CUMBERLAND — City firefighters want sit-down negotiations to resume between the city and their union, saying the $25,000 they’re asking to keep staffing at safe levels is only a small fraction of hundreds of thousands of dollars the city will save by switching health insurance carriers. Firefighters also released a letter from City Administrator Jeff Rhodes that firefighters claimed as proof the city wants to take their union out of the bargaining process.
“It’s just a game,” said Ken McKenzie, president of the International Association of Firefighters, Local 1715.
McKenzie emphasized the suit for an injunction is not seeking monetary damages, but only to require the city to enter negotiations over the use of funds the city would save by switching the insurance. The injunction case was filed in Allegany County Circuit Court. McKenzie said the firefighters aren’t thinking about a strike at present. The last walkout by firefighters was in 1981, McKenzie said.
“We don’t want to strike, we just want them to sit down,’ said McKenzie.
The city is willing to negotiate, Rhodes said, but there’s a catch.
“If, however, the city has not concluded a new CBA (collective bargaining agreement) ... by July 1, 2014 ... the city would in all respects consider and treat the firefighters as nonunion city employees,” Rhodes said in the Sept. 30 letter.

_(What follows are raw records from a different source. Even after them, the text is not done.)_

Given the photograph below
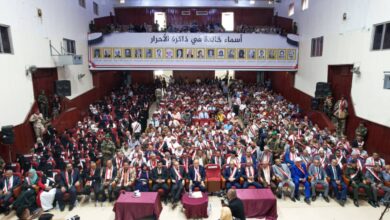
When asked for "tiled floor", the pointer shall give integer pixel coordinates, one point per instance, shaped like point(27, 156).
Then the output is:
point(287, 210)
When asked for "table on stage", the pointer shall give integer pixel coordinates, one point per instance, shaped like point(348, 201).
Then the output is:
point(195, 207)
point(128, 207)
point(258, 203)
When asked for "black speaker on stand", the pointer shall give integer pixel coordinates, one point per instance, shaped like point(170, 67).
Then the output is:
point(8, 138)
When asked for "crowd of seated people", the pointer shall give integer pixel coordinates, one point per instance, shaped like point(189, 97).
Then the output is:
point(256, 138)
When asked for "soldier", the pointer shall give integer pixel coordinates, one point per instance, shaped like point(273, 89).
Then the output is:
point(108, 148)
point(340, 113)
point(38, 121)
point(361, 131)
point(43, 104)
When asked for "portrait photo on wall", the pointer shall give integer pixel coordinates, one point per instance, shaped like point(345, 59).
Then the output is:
point(96, 53)
point(271, 54)
point(210, 53)
point(159, 53)
point(231, 53)
point(127, 53)
point(179, 53)
point(291, 54)
point(220, 53)
point(281, 54)
point(241, 53)
point(148, 53)
point(261, 54)
point(169, 53)
point(117, 53)
point(138, 53)
point(200, 53)
point(251, 54)
point(107, 53)
point(189, 53)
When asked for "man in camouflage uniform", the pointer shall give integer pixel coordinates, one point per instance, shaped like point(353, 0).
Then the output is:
point(108, 148)
point(361, 131)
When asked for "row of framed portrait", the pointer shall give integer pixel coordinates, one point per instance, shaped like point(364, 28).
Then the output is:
point(195, 53)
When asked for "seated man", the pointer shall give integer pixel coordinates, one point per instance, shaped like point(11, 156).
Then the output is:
point(282, 176)
point(299, 175)
point(68, 181)
point(7, 185)
point(232, 176)
point(357, 181)
point(125, 179)
point(197, 176)
point(374, 177)
point(318, 176)
point(160, 179)
point(177, 176)
point(335, 173)
point(249, 173)
point(92, 180)
point(108, 181)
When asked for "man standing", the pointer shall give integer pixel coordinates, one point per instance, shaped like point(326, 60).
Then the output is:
point(177, 176)
point(336, 181)
point(69, 180)
point(299, 175)
point(318, 176)
point(356, 180)
point(159, 178)
point(197, 176)
point(283, 175)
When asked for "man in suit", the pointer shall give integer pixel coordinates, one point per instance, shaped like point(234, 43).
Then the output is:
point(108, 181)
point(357, 181)
point(232, 176)
point(197, 175)
point(177, 176)
point(68, 181)
point(318, 176)
point(299, 175)
point(160, 178)
point(336, 181)
point(125, 179)
point(7, 184)
point(282, 176)
point(235, 204)
point(250, 175)
point(92, 181)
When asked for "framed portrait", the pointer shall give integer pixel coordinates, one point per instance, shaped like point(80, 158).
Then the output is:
point(231, 53)
point(200, 53)
point(169, 53)
point(210, 53)
point(189, 53)
point(241, 54)
point(179, 53)
point(148, 53)
point(138, 53)
point(251, 54)
point(117, 53)
point(271, 54)
point(159, 53)
point(291, 54)
point(127, 52)
point(261, 53)
point(96, 53)
point(107, 52)
point(281, 54)
point(220, 53)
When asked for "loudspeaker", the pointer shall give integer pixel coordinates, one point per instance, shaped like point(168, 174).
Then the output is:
point(315, 104)
point(7, 134)
point(62, 88)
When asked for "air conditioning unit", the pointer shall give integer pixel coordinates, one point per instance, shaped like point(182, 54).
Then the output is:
point(65, 60)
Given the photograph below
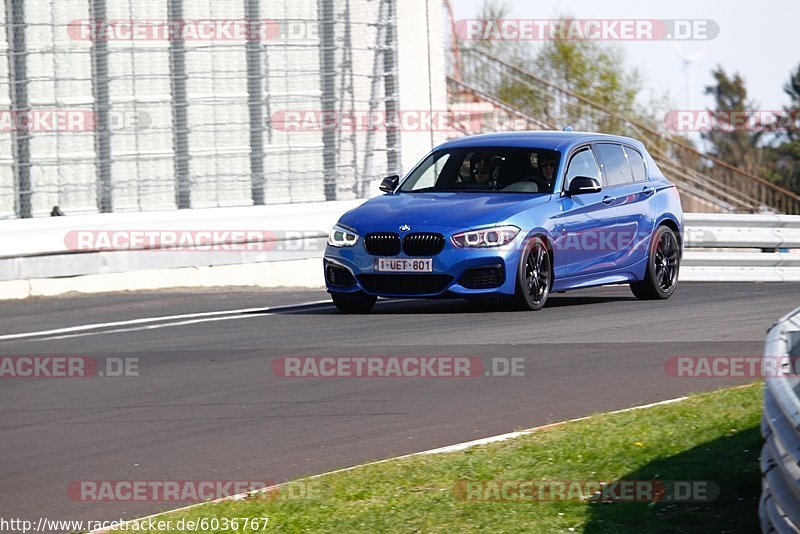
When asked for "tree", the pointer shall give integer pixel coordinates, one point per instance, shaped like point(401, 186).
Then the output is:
point(784, 157)
point(737, 147)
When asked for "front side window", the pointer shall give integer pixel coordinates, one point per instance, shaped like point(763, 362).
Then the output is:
point(637, 164)
point(582, 164)
point(481, 170)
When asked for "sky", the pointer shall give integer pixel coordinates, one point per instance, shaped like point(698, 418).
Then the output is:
point(760, 41)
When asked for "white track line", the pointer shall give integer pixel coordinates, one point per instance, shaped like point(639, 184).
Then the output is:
point(440, 450)
point(214, 316)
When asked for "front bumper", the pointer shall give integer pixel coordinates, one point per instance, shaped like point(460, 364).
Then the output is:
point(446, 280)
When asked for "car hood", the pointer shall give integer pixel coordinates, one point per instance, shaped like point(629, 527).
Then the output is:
point(457, 210)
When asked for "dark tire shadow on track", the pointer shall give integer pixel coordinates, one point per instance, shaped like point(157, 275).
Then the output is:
point(461, 306)
point(730, 463)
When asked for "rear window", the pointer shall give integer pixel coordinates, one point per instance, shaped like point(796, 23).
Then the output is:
point(614, 164)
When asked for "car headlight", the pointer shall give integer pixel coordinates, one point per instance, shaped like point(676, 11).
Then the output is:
point(488, 237)
point(342, 237)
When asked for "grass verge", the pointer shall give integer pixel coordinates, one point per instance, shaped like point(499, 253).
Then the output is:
point(711, 437)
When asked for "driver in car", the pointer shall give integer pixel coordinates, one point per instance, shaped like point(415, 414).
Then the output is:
point(547, 168)
point(481, 168)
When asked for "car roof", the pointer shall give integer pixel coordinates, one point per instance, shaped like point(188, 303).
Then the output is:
point(547, 139)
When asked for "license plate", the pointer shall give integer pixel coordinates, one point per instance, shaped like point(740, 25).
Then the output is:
point(404, 265)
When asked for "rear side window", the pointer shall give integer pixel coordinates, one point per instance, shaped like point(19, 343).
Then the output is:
point(637, 164)
point(614, 164)
point(582, 164)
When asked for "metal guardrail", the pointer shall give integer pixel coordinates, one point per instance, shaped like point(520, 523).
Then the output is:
point(741, 247)
point(779, 508)
point(718, 247)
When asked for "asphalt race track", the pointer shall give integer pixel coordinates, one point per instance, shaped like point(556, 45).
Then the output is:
point(207, 406)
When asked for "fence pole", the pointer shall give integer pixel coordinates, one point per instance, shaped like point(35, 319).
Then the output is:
point(390, 87)
point(255, 96)
point(180, 105)
point(328, 96)
point(102, 106)
point(18, 86)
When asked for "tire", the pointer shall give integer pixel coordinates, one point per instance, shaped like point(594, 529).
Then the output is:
point(663, 264)
point(358, 302)
point(534, 276)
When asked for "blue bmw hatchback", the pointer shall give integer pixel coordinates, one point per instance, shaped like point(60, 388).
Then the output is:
point(512, 217)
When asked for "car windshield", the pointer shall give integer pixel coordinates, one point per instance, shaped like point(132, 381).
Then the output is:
point(481, 170)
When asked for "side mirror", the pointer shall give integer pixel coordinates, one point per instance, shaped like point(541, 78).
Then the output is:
point(389, 184)
point(580, 185)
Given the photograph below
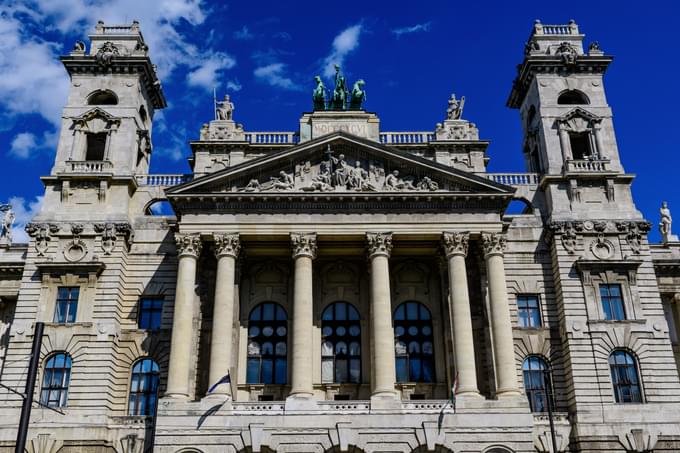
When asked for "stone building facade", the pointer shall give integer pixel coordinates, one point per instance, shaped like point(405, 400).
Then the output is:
point(325, 290)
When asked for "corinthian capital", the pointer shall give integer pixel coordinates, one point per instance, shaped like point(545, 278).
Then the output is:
point(188, 244)
point(455, 243)
point(227, 245)
point(303, 244)
point(494, 243)
point(379, 244)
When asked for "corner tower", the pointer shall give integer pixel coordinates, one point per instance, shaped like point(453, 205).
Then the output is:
point(569, 135)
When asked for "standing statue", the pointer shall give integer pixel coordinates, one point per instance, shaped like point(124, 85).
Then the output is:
point(319, 94)
point(455, 109)
point(225, 109)
point(358, 95)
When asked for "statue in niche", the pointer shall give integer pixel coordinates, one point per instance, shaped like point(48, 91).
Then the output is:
point(455, 108)
point(225, 109)
point(319, 94)
point(358, 95)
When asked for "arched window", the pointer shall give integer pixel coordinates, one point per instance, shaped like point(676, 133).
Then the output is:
point(625, 377)
point(56, 378)
point(102, 97)
point(144, 387)
point(414, 343)
point(267, 345)
point(535, 385)
point(341, 344)
point(572, 97)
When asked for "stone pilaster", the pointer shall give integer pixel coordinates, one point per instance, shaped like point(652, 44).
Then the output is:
point(455, 248)
point(188, 249)
point(227, 248)
point(503, 343)
point(382, 333)
point(304, 251)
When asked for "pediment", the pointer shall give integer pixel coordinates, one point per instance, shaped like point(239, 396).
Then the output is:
point(339, 165)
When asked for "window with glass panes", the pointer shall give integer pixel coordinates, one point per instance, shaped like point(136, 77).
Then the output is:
point(267, 345)
point(56, 377)
point(528, 311)
point(67, 304)
point(340, 344)
point(414, 343)
point(144, 388)
point(612, 302)
point(150, 311)
point(625, 377)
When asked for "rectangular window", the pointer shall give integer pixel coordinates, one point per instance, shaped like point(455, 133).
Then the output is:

Several members of the IAFF, which represents 61 members of the city department, held a press conference and rally Friday morning across the street from the central fire department. Several of the union members said they live in the city and have no issue with the city wanting to save money, but only with the way the city is going about it. The injunction could force the city to enter mediation with the union over contractual changes. The city questions if there is a contract in existence — it will be up to a court to decide.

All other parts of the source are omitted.